There are notable exceptions. The minimum necessary rule does not apply when a provider is sharing information for treatment purposes, when a patient requests their own records, or when a patient has signed an authorization for a specific disclosure. It also doesn’t apply to disclosures required by other laws or to HHS enforcement actions.
What Happens After a Breach
When PII or PHI is exposed in a breach, HIPAA’s Breach Notification Rule sets strict timelines. Organizations must notify affected individuals within 60 days of discovering the breach. If 500 or more people are affected, the organization must also alert HHS and prominent media outlets in the same 60-day window. Breaches affecting fewer than 500 people can be reported to HHS annually, with reports due no later than 60 days after the end of the calendar year in which they were discovered.
Business associates, the third-party vendors and contractors that handle data on behalf of healthcare organizations, face their own 60-day deadline to notify the covered entity when they discover a breach.
Financial Penalties for Violations
HIPAA enforcement uses a four-tier penalty structure based on the level of negligence involved. At the lowest tier, where the organization genuinely didn’t know about the violation, fines range from $100 to $50,000 per violation with an annual cap of $25,000 for repeat offenses. When there’s “reasonable cause” but no willful neglect, fines start at $1,000 per violation with an annual cap of $100,000.
The penalties escalate sharply for willful neglect. If the problem is corrected within the required timeframe, fines range from $10,000 to $50,000 per violation, capped at $250,000 annually. If it’s not corrected, every violation carries a flat $50,000 penalty with an annual maximum of $1.5 million. These are civil penalties; criminal violations can carry additional consequences.
Health Apps and Data Outside HIPAA
A growing amount of health-related PII lives outside HIPAA’s reach entirely. Fitness trackers, period-tracking apps, mental health platforms, and wellness apps collect deeply personal health data, but because these companies typically aren’t healthcare providers or health plans, HIPAA doesn’t apply to them.
The Federal Trade Commission fills part of this gap through its Health Breach Notification Rule, which requires vendors of personal health records to notify consumers when their unsecured data is breached. If 500 or more people are affected, the company must also notify the media.

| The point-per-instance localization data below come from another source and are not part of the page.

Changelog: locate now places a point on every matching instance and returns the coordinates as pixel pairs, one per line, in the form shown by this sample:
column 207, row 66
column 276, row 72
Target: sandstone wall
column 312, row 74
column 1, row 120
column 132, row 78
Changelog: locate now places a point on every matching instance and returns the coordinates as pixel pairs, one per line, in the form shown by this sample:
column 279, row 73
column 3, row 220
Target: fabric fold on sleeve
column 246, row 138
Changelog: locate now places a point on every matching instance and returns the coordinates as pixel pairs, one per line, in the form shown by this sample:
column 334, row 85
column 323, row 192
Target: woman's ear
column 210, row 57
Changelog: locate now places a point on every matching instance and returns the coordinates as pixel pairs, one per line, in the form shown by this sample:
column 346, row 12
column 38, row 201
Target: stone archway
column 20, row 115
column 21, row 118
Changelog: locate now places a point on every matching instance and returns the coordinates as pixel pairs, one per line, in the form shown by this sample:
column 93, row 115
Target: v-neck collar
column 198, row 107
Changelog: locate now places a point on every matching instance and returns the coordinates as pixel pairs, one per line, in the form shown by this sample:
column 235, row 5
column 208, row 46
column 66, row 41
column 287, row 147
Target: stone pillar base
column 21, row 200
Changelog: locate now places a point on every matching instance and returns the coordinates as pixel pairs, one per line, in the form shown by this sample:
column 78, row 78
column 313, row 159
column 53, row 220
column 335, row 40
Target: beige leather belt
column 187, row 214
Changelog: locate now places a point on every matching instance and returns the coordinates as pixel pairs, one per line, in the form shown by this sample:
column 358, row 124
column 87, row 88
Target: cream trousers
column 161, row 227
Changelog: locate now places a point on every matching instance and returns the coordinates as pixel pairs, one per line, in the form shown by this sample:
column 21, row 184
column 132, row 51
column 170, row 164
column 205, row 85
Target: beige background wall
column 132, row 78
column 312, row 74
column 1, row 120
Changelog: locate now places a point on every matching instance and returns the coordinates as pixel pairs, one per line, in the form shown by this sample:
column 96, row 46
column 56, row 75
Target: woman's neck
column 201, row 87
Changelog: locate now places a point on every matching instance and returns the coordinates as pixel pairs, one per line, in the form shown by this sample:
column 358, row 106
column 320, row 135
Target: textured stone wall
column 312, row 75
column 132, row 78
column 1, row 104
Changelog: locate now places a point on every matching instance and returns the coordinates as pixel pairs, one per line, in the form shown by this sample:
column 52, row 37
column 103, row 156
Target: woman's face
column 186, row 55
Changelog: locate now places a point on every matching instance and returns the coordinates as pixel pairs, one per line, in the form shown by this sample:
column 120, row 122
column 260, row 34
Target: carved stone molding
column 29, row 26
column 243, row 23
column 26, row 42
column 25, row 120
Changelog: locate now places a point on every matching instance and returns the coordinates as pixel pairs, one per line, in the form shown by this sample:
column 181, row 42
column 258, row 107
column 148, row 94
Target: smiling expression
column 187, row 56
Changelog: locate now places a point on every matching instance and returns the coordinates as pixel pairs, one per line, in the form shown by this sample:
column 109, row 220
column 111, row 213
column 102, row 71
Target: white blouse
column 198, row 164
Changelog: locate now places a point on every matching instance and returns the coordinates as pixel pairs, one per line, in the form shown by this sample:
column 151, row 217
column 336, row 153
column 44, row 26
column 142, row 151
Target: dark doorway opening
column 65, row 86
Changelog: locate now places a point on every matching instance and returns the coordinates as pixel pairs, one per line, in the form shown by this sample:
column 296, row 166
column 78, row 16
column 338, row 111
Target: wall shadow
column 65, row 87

But this rule covers breach notification, not the broader set of privacy protections that HIPAA provides for data held by traditional healthcare entities.
State laws add another layer. California’s CCPA, one of the strongest state privacy laws, explicitly exempts certain medical information that’s already covered by other health privacy statutes. This means data held by your doctor or insurer is generally governed by HIPAA rather than the CCPA, while health data collected by non-HIPAA entities (like a wellness app company based in California) may fall under state consumer privacy protections instead. The regulatory landscape is fragmented, and which rules apply to your data depends largely on who collected it.